Our ability to use common sense knowledge depends on being able to do common sense reasoning.
Much artificial intelligence inference is not designed to use directly the rules of inference of any of the well known systems of mathematical logic. There is often no clear separation in the program between determining what inferences are correct and the strategy for finding the inferences required to solve the problem at hand. Nevertheless, the logical system usually corresponds to a subset of first order logic. Systems provide for inferring a fact about one or two particular objects from other facts about these objects and a general rule containing variables. Most expert systems, including MYCIN, never infer general statements, i.e. quantified formulas.
Human reasoning also involves obtaining facts by observation of the world, and computer programs also do this. Robert Filman did an interesting thesis on observation in a chess world where many facts that could be obtained by deduction are in fact obtained by observation. MYCIN's doesn't require this, but our hypothetical robot physician would have to draw conclusions from a patient's appearance, and computer vision is not ready for it.
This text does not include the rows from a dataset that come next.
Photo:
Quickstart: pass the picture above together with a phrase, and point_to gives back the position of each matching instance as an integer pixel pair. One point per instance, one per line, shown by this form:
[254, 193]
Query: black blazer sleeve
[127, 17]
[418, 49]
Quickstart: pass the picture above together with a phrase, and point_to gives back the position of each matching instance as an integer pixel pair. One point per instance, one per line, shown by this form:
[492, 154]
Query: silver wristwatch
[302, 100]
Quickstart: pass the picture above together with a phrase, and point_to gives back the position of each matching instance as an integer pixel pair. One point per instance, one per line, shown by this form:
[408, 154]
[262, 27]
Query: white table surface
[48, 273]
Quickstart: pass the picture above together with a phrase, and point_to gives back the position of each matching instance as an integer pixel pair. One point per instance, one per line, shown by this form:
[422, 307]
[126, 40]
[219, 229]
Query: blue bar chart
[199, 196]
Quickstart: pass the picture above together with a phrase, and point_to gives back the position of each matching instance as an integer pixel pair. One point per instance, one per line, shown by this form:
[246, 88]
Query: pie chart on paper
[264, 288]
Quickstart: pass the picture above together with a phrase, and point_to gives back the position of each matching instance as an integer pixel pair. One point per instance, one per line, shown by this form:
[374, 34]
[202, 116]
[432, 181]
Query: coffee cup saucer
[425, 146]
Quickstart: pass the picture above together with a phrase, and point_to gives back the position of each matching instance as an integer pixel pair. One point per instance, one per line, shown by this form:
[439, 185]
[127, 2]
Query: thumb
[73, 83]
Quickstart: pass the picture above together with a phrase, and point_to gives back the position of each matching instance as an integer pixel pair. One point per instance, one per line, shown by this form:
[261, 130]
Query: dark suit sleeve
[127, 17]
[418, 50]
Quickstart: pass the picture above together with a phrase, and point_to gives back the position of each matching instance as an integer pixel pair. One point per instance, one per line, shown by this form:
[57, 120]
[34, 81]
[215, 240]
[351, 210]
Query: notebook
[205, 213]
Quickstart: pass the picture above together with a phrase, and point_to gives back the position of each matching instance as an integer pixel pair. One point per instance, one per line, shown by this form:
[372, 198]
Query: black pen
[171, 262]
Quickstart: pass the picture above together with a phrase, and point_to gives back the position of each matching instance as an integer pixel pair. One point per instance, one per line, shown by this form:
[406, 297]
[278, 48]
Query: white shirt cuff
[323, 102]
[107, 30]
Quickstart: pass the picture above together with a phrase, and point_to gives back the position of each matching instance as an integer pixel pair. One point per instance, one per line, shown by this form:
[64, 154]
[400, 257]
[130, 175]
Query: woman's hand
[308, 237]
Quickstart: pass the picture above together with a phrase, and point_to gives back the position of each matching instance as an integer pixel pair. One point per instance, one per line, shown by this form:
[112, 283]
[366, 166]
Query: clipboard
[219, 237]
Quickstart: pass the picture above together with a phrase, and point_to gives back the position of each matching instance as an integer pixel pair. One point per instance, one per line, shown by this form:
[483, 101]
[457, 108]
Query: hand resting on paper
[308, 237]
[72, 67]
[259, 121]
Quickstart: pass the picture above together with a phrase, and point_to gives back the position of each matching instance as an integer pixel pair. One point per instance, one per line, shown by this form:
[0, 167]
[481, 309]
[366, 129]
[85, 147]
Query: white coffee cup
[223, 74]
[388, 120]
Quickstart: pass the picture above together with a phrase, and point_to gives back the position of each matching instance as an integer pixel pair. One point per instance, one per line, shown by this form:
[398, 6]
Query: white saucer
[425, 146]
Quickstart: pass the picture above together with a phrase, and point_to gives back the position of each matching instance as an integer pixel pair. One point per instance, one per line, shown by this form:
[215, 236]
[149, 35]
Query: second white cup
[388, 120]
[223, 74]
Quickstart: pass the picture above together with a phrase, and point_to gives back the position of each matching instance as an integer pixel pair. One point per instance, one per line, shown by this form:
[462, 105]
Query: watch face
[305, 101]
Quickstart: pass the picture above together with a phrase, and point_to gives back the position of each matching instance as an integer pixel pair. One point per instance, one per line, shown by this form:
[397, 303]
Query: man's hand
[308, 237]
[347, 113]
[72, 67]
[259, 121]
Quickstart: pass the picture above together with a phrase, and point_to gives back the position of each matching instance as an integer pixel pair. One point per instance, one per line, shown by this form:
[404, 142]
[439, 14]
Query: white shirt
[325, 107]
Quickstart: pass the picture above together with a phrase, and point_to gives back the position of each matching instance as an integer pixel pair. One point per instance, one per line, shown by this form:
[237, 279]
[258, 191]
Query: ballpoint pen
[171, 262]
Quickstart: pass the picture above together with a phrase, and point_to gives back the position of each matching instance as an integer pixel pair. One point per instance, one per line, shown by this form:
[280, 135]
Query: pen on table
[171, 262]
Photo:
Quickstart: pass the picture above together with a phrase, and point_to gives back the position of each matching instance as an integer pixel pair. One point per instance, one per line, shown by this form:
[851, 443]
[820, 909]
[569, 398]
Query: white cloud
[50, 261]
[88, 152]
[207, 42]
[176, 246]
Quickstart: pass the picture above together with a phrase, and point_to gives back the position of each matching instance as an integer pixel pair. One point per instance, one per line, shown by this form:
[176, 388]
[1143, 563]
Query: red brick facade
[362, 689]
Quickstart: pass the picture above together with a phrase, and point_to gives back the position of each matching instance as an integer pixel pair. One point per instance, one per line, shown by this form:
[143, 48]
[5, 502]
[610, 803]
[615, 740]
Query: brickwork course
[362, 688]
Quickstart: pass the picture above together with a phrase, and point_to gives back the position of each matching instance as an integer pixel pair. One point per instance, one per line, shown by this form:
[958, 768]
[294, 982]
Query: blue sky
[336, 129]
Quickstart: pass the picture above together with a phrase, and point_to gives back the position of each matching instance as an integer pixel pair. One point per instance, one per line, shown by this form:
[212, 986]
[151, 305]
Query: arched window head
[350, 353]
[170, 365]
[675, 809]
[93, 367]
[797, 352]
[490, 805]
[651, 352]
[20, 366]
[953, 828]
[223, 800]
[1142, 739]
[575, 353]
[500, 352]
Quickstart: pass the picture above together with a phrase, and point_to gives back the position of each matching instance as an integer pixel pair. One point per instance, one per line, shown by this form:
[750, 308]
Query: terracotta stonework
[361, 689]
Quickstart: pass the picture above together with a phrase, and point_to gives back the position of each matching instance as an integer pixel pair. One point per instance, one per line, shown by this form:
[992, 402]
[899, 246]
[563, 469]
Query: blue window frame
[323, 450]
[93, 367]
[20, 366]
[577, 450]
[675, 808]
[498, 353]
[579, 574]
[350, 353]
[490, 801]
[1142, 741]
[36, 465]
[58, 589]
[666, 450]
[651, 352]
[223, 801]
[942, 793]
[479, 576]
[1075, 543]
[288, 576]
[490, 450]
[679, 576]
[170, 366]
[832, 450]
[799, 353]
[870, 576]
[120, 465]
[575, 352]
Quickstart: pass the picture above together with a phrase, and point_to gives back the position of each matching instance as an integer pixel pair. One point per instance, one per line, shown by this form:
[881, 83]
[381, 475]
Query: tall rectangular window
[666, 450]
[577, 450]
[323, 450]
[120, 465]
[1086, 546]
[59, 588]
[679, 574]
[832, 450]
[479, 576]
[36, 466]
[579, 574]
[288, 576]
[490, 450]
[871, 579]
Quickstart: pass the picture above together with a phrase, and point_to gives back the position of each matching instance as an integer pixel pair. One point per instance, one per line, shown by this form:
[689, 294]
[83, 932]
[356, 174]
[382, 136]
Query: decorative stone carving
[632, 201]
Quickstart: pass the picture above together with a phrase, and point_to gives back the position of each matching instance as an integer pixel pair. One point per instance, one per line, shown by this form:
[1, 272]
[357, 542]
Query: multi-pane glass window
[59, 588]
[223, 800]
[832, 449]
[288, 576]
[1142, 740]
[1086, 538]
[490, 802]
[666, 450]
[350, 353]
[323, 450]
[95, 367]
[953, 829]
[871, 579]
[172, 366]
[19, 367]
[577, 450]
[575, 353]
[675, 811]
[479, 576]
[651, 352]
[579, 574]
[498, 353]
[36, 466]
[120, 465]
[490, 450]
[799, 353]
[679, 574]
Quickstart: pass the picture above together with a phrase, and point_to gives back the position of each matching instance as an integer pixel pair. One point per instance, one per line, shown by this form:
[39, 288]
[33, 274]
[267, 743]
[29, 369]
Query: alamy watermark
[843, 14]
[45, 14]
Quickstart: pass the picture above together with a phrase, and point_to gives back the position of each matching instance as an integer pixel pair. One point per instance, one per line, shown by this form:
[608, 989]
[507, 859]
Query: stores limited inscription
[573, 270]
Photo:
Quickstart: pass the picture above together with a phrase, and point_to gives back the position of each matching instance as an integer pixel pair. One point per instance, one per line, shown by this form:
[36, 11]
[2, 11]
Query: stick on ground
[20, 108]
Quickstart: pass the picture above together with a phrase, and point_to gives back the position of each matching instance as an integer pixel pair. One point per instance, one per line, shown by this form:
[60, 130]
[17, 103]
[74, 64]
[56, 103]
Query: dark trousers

An important new development in AI (since the middle 1970s) is the formalization of nonmonotonic reasoning.
Deductive reasoning in mathematical logic has the following property -- called monotonicity by analogy with similar mathematical concepts. Suppose we have a set of assumptions from which follow certain conclusions. Now suppose we add additional assumptions. There may be some new conclusions, but every sentence that was a deductive consequence of the original hypotheses is still a consequence of the enlarged set.
Ordinary human reasoning does not share this monotonicity property. If you know that I have a car, you may conclude that it is a good idea to ask me for a ride. If you then learn that my car is being fixed (which does not contradict what you knew before), you no longer conclude that you can get a ride. If you now learn that the car will be out in half an hour you reverse yourself again.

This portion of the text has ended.